有时候传递给脚本的参数太长了对于系统命令行的承载能力来讲。尤其对于Windows平台,它的命令行最大长度是小于8K。而响应文件(response file)允许你用一个不限制数据大小的临时文件为<action>和<action_foreach>的脚本传递参数。
如果<response_file_contents>被定义了,且不是空值,这个列表就会在构建时被当作脚本的参数写到一个临时文件中。而临时文件的名字可以在脚本的<args>中用 "{{response_file_name}}"来表示。

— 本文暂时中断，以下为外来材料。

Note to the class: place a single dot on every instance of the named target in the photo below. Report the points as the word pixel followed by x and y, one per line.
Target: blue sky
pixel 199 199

响应文件内容将总是引用并根据Unix shell规则转义。要解析响应文件,Python脚本应该使用“shlex.split(file_contents)”。
例子:
action("process_lots_of_files") { script = "process.py", inputs = [ ... huge list of files ... ] # Write all the inputs to a response file for the script. Also, # make the paths relative to the script working directory. response_file_contents = rebase_path(inputs, root_build_dir) # The script expects the name of the response file in --file-list. args = [ "--enable-foo", "--file-list={{response_file_name}}", ] }
script:
行为(<action>和<action_foreach>)的脚本文件。
sources:
目标的源文件。
Sources for binary targets:
对于二进制目标(如source sets, executables, and libraries),这些已知文件的类型会用相关的工具来编译。而未知的文件类型和头文件会被跳过。但是,你仍然应该列出C/C++的头文件,所以GN知道这些文件的存在就是是为了文件引入检查(include check,可以查看 gn help check,检查头文件的引入合法性)的目的。

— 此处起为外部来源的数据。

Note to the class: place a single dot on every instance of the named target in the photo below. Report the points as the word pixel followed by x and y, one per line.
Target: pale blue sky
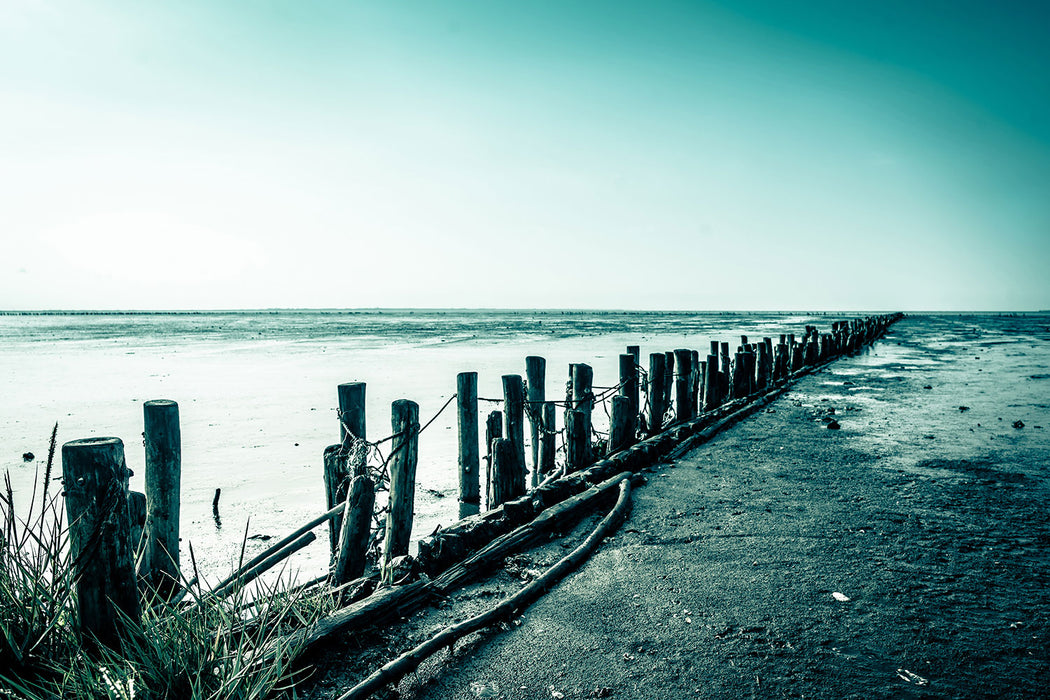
pixel 740 154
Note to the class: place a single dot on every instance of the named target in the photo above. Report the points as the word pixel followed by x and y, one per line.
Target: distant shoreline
pixel 456 310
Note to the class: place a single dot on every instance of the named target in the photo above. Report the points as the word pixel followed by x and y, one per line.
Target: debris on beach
pixel 909 677
pixel 485 690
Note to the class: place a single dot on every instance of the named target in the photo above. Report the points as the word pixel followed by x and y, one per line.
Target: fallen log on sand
pixel 393 672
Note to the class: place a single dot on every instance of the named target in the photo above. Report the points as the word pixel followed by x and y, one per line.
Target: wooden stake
pixel 621 425
pixel 713 384
pixel 583 401
pixel 494 429
pixel 404 454
pixel 656 382
pixel 162 437
pixel 669 369
pixel 695 379
pixel 469 461
pixel 96 481
pixel 632 394
pixel 536 375
pixel 513 415
pixel 629 389
pixel 356 530
pixel 351 411
pixel 506 485
pixel 683 381
pixel 548 445
pixel 576 441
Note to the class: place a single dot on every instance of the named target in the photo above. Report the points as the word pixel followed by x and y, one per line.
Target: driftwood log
pixel 405 663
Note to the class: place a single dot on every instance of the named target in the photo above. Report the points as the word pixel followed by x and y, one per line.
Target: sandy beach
pixel 903 555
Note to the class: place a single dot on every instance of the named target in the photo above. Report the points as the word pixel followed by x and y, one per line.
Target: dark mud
pixel 903 555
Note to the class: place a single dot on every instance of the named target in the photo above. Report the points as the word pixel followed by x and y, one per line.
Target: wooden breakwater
pixel 124 544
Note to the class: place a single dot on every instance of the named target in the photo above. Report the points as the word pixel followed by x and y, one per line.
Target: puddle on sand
pixel 974 397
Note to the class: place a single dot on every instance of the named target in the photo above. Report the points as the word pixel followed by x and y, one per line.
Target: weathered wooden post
pixel 695 378
pixel 629 389
pixel 656 382
pixel 404 454
pixel 95 478
pixel 576 440
pixel 469 460
pixel 536 376
pixel 513 416
pixel 621 425
pixel 352 551
pixel 669 370
pixel 505 472
pixel 548 446
pixel 351 411
pixel 683 388
pixel 713 384
pixel 726 372
pixel 494 429
pixel 739 381
pixel 347 459
pixel 137 518
pixel 769 360
pixel 635 353
pixel 162 436
pixel 583 401
pixel 762 370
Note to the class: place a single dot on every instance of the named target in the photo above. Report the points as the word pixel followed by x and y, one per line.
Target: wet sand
pixel 903 555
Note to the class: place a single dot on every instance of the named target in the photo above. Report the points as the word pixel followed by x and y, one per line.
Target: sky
pixel 885 154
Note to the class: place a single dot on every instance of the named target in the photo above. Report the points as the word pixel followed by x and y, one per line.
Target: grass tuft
pixel 204 648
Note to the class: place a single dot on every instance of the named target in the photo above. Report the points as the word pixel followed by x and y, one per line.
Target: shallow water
pixel 256 391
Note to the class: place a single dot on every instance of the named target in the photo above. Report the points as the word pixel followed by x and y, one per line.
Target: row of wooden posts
pixel 121 538
pixel 678 385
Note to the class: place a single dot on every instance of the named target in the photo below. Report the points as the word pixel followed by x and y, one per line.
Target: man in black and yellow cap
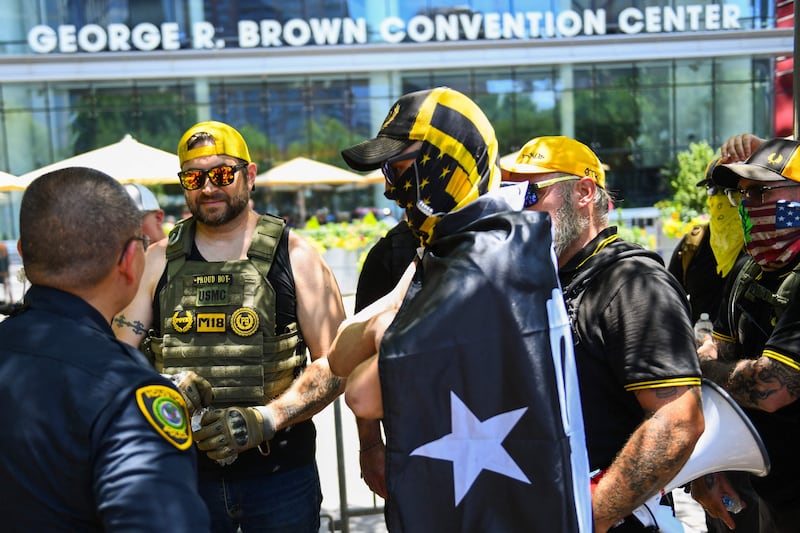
pixel 707 253
pixel 755 352
pixel 634 344
pixel 240 299
pixel 465 359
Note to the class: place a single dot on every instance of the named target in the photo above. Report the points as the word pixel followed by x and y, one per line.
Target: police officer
pixel 239 298
pixel 94 439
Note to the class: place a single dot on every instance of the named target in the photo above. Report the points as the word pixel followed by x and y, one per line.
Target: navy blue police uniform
pixel 93 437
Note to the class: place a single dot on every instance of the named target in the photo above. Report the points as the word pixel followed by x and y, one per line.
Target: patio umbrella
pixel 128 161
pixel 303 174
pixel 9 182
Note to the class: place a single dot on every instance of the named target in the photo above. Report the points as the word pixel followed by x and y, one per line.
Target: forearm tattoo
pixel 319 387
pixel 647 462
pixel 121 322
pixel 754 381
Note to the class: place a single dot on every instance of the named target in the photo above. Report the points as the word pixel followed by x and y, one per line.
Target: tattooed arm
pixel 653 454
pixel 319 312
pixel 132 323
pixel 762 383
pixel 309 394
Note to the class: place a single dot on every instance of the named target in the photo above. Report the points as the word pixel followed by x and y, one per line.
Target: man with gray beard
pixel 637 366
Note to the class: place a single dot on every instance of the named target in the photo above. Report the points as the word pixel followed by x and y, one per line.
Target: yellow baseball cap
pixel 227 141
pixel 557 153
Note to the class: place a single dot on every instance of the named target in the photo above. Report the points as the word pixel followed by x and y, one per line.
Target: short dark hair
pixel 74 223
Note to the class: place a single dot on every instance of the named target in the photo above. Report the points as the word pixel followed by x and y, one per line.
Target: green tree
pixel 683 174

特殊情况,以".def"为后缀的文件会被当作Windows module 定义文件,在".def"文件前面加上"/DEF:",然后再被追加给链接行。例如: "/DEF:test.def"
目标中最多只能有一个.def文件,而且它们不跨越依赖边界(因此在静态库或源集中指定.def文件对它们链接到的可执行文件或共享库没有影响)。
Sources for non-binary targets(对于非二进制的目标):
<action_foreach>
"sources"就是脚本要遍历执行的输入项,"sources"中的每个文件都会执行一次脚本。
<action>
"sources"和"inputs"一样。可以查看 "gn help inputs"。
<copy>
"sources"就是要拷贝的文件。
testonly:
声明的目标只能用于测试。
默认值时false。
如果一个目标中定义了"testonly = true",那么这个目标就只能依赖那些同样定义了"testonly = true"的目标。否则,GN就会出现一个依赖不允许的错误。

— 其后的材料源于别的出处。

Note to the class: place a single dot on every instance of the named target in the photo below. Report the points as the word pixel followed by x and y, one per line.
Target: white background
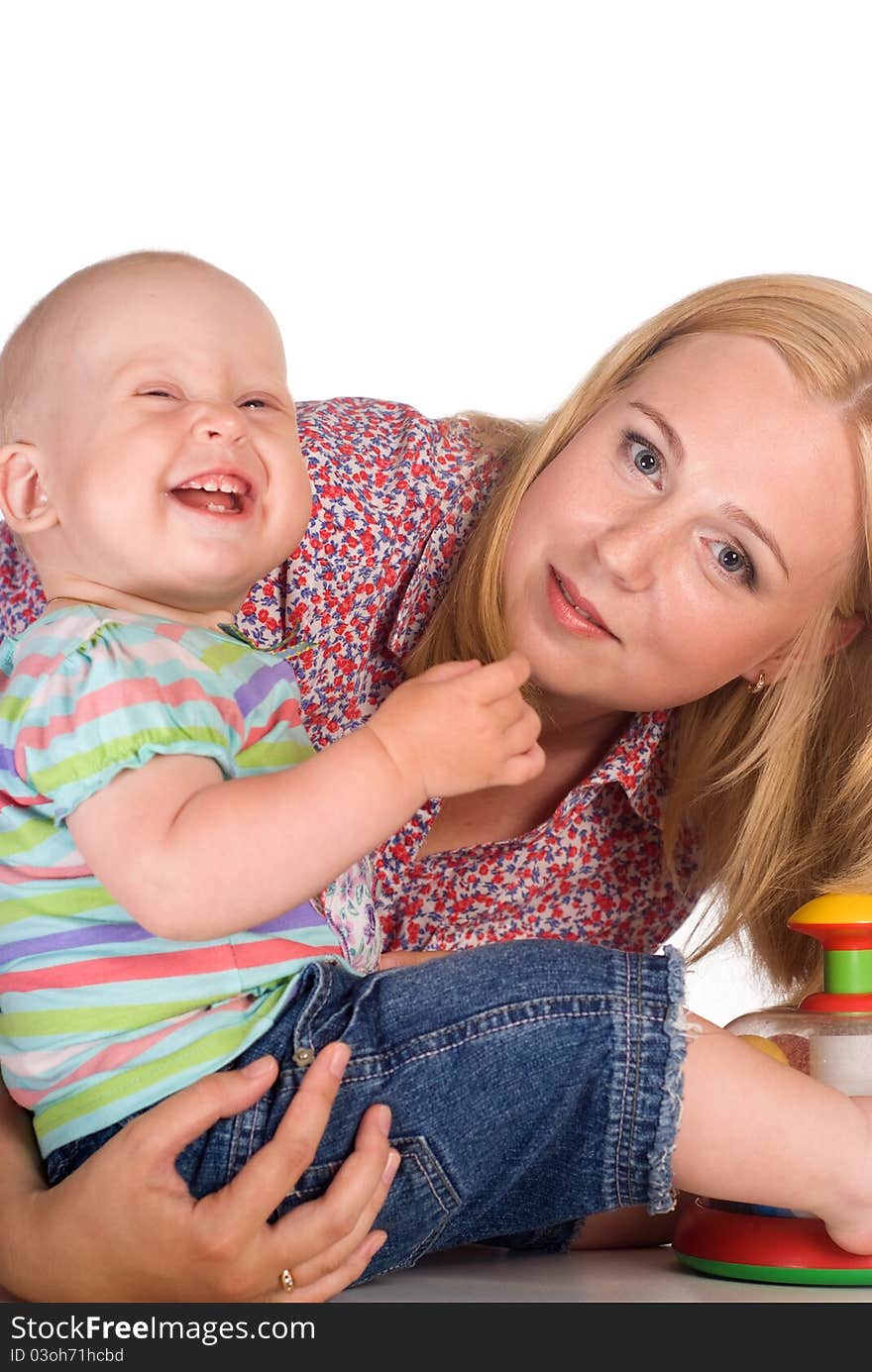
pixel 458 205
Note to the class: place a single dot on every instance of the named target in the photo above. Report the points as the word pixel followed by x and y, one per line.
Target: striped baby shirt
pixel 98 1016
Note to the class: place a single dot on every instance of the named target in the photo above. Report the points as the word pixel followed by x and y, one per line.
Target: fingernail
pixel 390 1166
pixel 382 1118
pixel 257 1069
pixel 339 1055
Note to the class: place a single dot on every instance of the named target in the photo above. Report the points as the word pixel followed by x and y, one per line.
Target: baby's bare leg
pixel 753 1129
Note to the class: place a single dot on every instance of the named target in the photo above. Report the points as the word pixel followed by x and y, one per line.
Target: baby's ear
pixel 25 505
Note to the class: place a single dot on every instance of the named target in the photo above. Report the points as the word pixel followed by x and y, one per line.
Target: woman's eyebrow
pixel 672 438
pixel 740 516
pixel 733 512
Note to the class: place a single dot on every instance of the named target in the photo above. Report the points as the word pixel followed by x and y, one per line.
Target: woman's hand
pixel 124 1226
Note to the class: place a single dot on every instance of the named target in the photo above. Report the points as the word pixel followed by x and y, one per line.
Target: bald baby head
pixel 42 348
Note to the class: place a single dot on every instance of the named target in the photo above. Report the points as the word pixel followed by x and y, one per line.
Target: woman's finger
pixel 274 1169
pixel 309 1271
pixel 169 1126
pixel 331 1283
pixel 317 1232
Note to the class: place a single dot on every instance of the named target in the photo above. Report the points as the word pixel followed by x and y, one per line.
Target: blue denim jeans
pixel 532 1084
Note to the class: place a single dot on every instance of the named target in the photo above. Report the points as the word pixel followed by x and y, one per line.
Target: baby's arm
pixel 189 855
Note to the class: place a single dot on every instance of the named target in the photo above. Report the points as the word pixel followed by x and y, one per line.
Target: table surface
pixel 623 1275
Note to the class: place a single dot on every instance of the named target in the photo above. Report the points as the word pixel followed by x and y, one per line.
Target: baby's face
pixel 169 442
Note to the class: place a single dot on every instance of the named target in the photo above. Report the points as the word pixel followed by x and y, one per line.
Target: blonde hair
pixel 775 792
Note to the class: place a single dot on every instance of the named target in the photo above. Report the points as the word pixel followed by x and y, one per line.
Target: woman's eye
pixel 644 459
pixel 733 564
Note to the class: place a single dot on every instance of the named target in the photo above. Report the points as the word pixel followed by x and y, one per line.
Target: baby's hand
pixel 460 727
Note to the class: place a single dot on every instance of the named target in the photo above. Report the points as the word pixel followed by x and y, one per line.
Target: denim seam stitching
pixel 485 1033
pixel 623 1088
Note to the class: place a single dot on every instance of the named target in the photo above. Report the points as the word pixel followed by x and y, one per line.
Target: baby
pixel 184 881
pixel 154 473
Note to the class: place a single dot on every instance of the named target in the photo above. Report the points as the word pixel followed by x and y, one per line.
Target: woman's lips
pixel 573 611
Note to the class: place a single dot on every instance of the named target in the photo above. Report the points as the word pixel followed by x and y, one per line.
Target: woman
pixel 655 551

这个特性的目的是防止在最终产品中把测试代码错误性地交付出去。
例子:
source_set("test_support") { testonly = true ... }
visibility: A list of labels that can depend on a target.
如果这个变量未被定义,则默认就是公开的,也就是所有目标都可见。
如果变量被定义,那么只有那些在<visibility>中被声明的目标才可以依赖当前目标。如果定义为空值,那么就表示任何目标都不可以依赖当前目标。
提示:如果你想在BUILD文件中的所有目标具有同样的可见性,那么你可以把<visibility>定义在文件的顶端,定义在任何目标的外面,这些目标就会继承那个作用范围并且引用定义。
Patterns:
查看用法 "gn help label_pattern"。
如果指定了toolchain,那么只有使用指定toolchain编译的目标才会被匹配到。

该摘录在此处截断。